New for this year at the Annual Meeting are Rapid Poster Sessions. This new presentation format showcases the highest-ranked poster submissions in each subspecialty, giving the selected poster presenters the opportunity to provide an oral presentation consisting of five slides highlighting and describing the major influence of their research.

“The scientific sessions usually have more scientific rigor, whereas posters are usually more focused on case series or interesting case presentations,” said Mark K. Wax, MD, Annual Meeting Program Coordinator. “But over the years, more and more material has been presented in poster format that would be good for scientific sessions. We’re very limited in the amount of podium space that we have, so we decided to offer the poster presentation.”

The posters go through the same peer review process that abstracts do for podium presentations, with the top-scoring posters being chosen from each subspecialty. Presenters are given three minutes to discuss their topic.

Rapid Poster Sessions

12:30 pm

Sunday, Monday, and Tuesday

GWCC, Building B, Hall B1

“The scientific content of poster submissions has continued to improve dramatically over the years,” Dr. Wax said. “We wanted to emphasize that poster presentations are clearly excellent science and are worthy of a short presentation. We hope that attendees will be able to walk away with a better understanding and more in-depth knowledge on the presentation than if they had just seen the poster in the exhibit hall.”  

Dr. Wax said posters also provide medical students, residents, and junior faculty a good introduction to presenting at the Annual Meeting. 

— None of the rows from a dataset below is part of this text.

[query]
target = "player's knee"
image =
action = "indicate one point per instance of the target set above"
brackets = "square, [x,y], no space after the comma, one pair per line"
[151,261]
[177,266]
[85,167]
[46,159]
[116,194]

“Posters have always been a venue for people to get their foot in the door, get some experience, learn how to write abstracts, and learn how to put material together to get accepted,” he said. “We’re hoping the poster presentation will take those people who have shown good promise at putting a study together and move them up the experiential ladder faster. It’s a good opportunity to promote interest and keep people submitting their research.”